I am having a large data set (number based data, for example, 200,000 rows of numbers) in django database, and the client will pass in another set of data, for example 100-500 pieces of number based data, then the server needs to find out what numbers are already in the database from the data passed in. Let's say the number data are phone numbers. If I just do the regular number comparison, the server cant even handle 2-3 requests from clients.
Please suggest me some solution for my problem.
Are the numbers unique? Are they keyed?
SELECT num FROM table WHERE num IN (111,222,333,....500 numbers later..., 99999)
Should give you a list of numbers that are in the db, you take that list, compare it against your set and take the difference.
Most SQL DBs will take a SQL statement that size, it's actually quite performant, and, if you're only interested in actual existence, then the DB will likely simply scan the index and never hit the actual rows (depends on the DB of course).
So, try that and see how it works. If your numbers aren't indexed, then you're doomed at the gate -- fix that too.
Addenda:
Simply, if your number is unique, you need to ensure that you have an index on that number's columns in your database. If you want to enforce that it remains unique, you can make it a unique index, but that's now required:
CREATE UNIQUE INDEX i1 ON table(num)
If you don't have the index, the db will continually scan all of the rows of the table, which is not what you want.

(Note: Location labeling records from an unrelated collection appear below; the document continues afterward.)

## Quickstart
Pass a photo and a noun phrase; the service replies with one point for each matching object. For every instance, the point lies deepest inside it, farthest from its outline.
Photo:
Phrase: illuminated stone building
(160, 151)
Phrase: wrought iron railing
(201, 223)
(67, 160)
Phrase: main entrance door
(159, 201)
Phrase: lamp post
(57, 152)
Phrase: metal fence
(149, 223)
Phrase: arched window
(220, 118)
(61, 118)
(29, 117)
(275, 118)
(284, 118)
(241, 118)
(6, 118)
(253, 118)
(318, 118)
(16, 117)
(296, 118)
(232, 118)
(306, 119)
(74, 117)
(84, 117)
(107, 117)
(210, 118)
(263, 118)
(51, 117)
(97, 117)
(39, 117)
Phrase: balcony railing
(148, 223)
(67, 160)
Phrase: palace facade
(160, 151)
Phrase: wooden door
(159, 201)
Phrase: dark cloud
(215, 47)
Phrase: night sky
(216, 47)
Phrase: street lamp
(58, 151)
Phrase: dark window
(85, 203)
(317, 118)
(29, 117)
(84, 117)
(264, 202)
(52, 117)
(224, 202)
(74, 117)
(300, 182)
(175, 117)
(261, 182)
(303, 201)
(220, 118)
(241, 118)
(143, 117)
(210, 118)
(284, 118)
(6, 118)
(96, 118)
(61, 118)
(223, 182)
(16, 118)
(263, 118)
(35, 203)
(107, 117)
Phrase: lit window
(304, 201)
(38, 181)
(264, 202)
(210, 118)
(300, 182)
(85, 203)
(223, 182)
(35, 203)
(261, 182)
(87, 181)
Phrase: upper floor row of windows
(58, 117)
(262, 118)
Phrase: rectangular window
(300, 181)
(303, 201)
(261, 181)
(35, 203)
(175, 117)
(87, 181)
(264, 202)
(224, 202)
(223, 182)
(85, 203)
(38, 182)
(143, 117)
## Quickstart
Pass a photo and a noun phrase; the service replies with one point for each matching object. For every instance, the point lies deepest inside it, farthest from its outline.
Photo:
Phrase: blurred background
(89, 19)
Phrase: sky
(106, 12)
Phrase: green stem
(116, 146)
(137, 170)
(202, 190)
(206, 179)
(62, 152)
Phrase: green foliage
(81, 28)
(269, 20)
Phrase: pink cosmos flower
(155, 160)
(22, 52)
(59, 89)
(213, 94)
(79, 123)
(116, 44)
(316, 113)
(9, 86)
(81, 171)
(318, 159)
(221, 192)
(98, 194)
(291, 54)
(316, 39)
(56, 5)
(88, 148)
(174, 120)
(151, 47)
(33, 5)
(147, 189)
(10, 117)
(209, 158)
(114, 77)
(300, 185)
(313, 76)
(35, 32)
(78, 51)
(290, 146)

And, yes, the 111,222,333 are the numbers passed from the clients that you're checking for.
Lets say that you had the numbers 1,2,3,4,5,6 in your database, and the list of the client is 1,5,7. When you execute the SELECT num FROM table WHERE num IN (1,5,7) you will get back 2 rows: 1 and 5.
So, you'll need to compare the result number, 1,5 to you list, 1,5,7. I don't know enough Python, much less Django, to give you a good example, but a quick glance shows that they have 'set' objects. With these you could do:
newSet = clientSet.difference(dbSet)
where clientSet is the set of numbers from the client, dbSet is the set of numbers from the query given, and newSet is the list of numbers that the client has that are not in the db.
I may be misusing the set operator 'difference', but that's the gist of it.